Na verdade, a calmaria do pobre homem era relativa. Ele não mais xingava o motorista, nem agredia a si próprio, mas tinha surtos de choro e repetia diversas vezes que "estava errado", referindo-se ao caminho. Não compreendia plenamente o que falávamos. Mudou-se de lugar e ficou quase que o dia inteiro em pé, com o nariz grudado no vidro que separava a cabine do motorista do resto do ônibus, observando trajeto percorrido. Exausto, pois não dormira nada durante a noite e cochilara por poucos minutos à tarde, rendeu-se ao sono nas últimas três horas de viagem, até que, finalmente, quase à 1h da madrugada de hoje, alcançou o seu objetivo: Florianópolis. De fato, alguns parentes o aguardavam e foi bom ver o sorriso do idoso quando os reconheceu, o primeiro desde a partida de Brasília, trinta longas horas antes.

A grande questão, aqui, foi o absurdo cometido por seus parentes na Capital Federal. Um homem naquelas condições jamais poderia viajar sozinho, ainda mais de ônibus, por uma longa e cansativa jornada. Os passageiros do veículo e os diversos motoristas viveram terríveis momentos, que no início era um incômodo, mas depois de observarem que o senhor não estava no pleno domínio de suas faculdades, sentiram pena e indignação em relação àqueles que o fizeram passar por tamanho sofrimento e ansiedade. O ancião poderia ter se machucado e se perdido em uma das tantas paradas que foram feitas, nas quais ele quase sempre descia de "mala e cuia", pronto para partir, o que só não aconteceu por que era impedido pelos passageiros. Além disso, carregava pouco dinheiro, e para alimentar-se e hidratar-se teve que ser ajudado pelos demais que com ele viajavam. Uma total irresponsabilidade deixar um ser humano naquelas condições, completamente sozinho por tantas horas.

Um ato de desamor e indiferença, por melhores que tenham sido as intenções de enviá-lo à Santa Catarina para reencontrar o irmão.

O que poderia ter sido feito para evitar esse ocorrido? No caso de incapazes menores de idade, é fácil: verifica-se a idade. Mas no caso de um idoso, o furo é mais embaixo, afinal, uma pessoa de 60 anos pode estar muito mais debilitada do que uma de 90, por exemplo, dependendo do caso. Logo, se a prevenção é algo muito difícil, o melhor modo de combater esse típico de prática seria a punição dos familiares irresponsáveis que enviaram o pobre idoso para esta solitária jornada.

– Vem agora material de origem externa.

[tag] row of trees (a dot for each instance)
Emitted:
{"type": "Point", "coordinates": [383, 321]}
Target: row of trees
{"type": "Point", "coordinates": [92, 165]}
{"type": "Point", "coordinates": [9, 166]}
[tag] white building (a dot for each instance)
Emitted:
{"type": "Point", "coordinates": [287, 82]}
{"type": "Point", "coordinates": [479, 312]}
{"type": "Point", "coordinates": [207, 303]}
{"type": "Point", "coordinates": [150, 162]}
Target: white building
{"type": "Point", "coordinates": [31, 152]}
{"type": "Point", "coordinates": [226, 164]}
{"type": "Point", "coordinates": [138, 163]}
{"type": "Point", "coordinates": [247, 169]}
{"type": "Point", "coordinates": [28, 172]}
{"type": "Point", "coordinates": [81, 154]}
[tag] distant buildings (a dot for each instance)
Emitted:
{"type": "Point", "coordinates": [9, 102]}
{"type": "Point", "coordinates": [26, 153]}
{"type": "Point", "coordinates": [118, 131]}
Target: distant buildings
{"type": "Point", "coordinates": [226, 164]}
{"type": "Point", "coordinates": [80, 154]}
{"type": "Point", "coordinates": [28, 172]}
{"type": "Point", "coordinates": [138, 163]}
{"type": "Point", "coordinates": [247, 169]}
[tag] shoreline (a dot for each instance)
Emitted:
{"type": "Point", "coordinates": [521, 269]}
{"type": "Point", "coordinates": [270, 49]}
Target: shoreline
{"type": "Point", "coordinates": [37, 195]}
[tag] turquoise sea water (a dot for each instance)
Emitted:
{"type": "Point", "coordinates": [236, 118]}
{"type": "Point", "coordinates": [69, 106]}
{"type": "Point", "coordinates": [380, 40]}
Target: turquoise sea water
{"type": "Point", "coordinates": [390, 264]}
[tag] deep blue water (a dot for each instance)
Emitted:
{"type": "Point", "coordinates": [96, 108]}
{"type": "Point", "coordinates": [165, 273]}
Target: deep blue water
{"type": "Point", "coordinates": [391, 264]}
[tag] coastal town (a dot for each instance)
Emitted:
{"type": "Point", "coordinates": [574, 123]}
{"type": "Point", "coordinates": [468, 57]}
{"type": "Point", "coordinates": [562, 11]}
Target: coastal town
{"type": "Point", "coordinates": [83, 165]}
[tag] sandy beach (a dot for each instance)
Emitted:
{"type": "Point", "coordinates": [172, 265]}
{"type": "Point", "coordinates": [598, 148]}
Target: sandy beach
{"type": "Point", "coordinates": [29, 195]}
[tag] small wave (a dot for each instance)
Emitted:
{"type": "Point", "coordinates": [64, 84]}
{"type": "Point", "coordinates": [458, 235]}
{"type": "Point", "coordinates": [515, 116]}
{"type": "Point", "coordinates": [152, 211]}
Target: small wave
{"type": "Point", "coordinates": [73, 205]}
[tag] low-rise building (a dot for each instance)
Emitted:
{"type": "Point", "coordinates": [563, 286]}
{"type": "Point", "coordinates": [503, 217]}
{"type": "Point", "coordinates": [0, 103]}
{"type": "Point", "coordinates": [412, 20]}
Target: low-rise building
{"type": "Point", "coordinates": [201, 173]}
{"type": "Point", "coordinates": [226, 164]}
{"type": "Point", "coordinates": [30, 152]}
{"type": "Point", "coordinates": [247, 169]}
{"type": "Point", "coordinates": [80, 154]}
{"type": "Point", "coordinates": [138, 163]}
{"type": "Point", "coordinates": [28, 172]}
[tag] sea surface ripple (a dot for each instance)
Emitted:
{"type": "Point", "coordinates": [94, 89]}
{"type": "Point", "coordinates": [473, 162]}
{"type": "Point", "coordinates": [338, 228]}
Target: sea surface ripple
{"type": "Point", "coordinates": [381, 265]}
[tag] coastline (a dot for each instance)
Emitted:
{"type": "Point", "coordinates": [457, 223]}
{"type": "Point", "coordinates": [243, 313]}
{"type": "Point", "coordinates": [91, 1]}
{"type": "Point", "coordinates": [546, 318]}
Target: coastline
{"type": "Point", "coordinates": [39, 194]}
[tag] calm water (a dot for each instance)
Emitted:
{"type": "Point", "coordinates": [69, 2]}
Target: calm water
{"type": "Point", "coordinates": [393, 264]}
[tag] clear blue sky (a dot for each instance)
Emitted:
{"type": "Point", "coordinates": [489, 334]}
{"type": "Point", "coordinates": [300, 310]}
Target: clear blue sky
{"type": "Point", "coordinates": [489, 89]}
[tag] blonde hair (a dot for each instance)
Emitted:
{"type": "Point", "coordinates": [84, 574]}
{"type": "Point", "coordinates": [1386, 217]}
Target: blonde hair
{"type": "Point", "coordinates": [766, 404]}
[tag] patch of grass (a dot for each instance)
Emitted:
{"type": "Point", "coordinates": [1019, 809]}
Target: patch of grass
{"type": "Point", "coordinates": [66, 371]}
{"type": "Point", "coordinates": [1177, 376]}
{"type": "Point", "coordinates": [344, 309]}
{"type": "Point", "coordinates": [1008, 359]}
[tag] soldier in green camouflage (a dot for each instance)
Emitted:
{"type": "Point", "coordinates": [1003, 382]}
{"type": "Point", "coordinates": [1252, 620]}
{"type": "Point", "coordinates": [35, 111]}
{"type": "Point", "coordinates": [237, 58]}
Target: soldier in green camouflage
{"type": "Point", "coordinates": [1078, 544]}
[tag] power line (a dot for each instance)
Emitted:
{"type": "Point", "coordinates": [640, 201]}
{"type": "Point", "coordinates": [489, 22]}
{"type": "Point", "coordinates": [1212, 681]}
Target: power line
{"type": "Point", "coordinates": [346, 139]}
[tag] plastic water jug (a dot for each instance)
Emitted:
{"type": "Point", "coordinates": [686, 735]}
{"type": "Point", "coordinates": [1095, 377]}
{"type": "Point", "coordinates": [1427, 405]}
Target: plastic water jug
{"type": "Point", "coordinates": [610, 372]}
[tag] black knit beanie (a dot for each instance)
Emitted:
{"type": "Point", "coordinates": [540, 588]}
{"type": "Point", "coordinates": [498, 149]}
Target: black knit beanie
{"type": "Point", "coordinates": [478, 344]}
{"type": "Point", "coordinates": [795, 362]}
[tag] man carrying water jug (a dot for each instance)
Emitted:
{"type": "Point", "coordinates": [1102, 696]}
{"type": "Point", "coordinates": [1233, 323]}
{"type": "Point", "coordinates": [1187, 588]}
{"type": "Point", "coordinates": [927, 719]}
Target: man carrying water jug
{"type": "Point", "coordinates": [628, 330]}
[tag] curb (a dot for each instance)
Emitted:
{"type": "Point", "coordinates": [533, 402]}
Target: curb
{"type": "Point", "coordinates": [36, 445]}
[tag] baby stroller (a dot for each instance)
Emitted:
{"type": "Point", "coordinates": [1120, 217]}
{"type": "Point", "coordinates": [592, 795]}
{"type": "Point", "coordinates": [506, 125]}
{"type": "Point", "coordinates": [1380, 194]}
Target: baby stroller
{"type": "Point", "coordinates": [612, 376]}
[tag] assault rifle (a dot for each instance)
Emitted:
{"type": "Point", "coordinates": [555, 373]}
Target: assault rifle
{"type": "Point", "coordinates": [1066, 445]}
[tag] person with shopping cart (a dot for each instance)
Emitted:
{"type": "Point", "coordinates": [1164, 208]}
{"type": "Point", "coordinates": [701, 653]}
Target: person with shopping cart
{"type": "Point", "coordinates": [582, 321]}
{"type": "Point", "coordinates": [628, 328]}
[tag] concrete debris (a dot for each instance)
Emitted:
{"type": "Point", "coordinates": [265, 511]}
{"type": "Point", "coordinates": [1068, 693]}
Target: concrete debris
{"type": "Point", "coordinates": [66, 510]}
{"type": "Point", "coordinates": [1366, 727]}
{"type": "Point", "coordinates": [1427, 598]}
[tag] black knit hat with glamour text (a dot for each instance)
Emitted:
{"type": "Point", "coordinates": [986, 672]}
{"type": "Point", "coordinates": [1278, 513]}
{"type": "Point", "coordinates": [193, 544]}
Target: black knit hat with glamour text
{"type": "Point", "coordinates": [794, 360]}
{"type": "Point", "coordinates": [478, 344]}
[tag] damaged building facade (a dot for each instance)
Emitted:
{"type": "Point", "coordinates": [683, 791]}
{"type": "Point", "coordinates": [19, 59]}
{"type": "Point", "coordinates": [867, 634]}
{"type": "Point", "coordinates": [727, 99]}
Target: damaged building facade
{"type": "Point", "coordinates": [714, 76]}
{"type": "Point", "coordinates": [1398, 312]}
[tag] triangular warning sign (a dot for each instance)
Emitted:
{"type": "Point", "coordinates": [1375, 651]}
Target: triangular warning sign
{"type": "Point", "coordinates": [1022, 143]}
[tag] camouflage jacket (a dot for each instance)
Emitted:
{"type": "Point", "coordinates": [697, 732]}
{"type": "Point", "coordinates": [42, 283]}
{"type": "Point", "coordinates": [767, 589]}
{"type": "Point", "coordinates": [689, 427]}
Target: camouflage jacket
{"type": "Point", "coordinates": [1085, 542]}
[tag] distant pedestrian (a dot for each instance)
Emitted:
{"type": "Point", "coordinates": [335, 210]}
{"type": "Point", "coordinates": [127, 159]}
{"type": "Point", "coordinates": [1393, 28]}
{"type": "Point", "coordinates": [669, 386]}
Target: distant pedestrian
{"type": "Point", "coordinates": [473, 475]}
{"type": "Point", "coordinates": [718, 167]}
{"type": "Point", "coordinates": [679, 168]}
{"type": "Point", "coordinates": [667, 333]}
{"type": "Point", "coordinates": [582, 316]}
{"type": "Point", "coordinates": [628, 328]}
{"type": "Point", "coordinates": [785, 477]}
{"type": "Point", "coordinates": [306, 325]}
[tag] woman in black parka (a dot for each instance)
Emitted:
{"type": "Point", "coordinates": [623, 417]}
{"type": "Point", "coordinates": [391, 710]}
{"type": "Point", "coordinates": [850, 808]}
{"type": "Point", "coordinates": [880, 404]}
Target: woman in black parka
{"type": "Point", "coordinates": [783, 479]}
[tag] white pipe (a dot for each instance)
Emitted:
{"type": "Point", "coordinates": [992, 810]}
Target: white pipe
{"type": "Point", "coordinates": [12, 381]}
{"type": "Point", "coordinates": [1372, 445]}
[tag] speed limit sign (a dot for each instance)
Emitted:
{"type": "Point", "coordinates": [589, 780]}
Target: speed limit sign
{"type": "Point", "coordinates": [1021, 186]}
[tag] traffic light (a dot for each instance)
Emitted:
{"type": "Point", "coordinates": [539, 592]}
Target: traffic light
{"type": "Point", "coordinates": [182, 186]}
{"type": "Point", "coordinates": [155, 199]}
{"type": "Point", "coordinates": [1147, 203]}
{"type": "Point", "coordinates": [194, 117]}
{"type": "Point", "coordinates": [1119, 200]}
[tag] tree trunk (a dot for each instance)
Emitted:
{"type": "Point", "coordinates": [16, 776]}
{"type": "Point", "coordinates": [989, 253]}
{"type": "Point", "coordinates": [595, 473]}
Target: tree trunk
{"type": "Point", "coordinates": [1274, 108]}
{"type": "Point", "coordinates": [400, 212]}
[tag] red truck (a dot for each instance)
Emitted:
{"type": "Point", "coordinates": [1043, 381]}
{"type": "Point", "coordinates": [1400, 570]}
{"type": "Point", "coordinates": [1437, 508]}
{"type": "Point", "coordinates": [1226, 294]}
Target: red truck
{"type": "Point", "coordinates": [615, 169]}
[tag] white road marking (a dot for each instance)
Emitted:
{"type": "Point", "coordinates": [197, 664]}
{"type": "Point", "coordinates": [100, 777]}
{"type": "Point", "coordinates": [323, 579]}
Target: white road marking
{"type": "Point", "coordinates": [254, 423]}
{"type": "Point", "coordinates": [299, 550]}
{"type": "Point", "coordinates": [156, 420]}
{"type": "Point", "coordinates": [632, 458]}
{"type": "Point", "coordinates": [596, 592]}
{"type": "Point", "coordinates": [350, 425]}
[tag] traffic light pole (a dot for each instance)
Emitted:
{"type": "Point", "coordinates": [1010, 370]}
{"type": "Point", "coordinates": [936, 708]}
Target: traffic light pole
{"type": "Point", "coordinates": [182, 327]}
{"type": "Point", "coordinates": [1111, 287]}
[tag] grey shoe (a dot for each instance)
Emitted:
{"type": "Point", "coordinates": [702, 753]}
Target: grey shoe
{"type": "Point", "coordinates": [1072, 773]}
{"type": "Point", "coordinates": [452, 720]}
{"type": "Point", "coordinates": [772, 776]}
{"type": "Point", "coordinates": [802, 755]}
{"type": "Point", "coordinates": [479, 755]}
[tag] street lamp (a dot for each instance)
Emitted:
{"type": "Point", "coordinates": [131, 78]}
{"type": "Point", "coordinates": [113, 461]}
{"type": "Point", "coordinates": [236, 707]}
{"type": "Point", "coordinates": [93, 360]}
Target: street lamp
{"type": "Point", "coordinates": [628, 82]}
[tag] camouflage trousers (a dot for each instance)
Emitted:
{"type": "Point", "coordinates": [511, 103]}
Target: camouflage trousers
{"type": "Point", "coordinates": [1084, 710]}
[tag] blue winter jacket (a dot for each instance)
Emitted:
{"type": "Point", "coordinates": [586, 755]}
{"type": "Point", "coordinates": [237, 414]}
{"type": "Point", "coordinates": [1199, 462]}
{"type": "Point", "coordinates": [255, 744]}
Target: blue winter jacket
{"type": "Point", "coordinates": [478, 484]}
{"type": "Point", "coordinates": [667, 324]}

Caso contrário, a mesma história, exatamente com o mesmo protagonista, se repetirá, pois haverá uma viagem de volta, que será - embora com outros passageiros e, talvez, diferentes motoristas-, mais uma vez, longa, cansativa e solitária. Será que ele conseguirá tornar à casa, ou se perderá em uma das paradas no caminho? Trata-se de um risco pelo qual tal idoso não merece correr.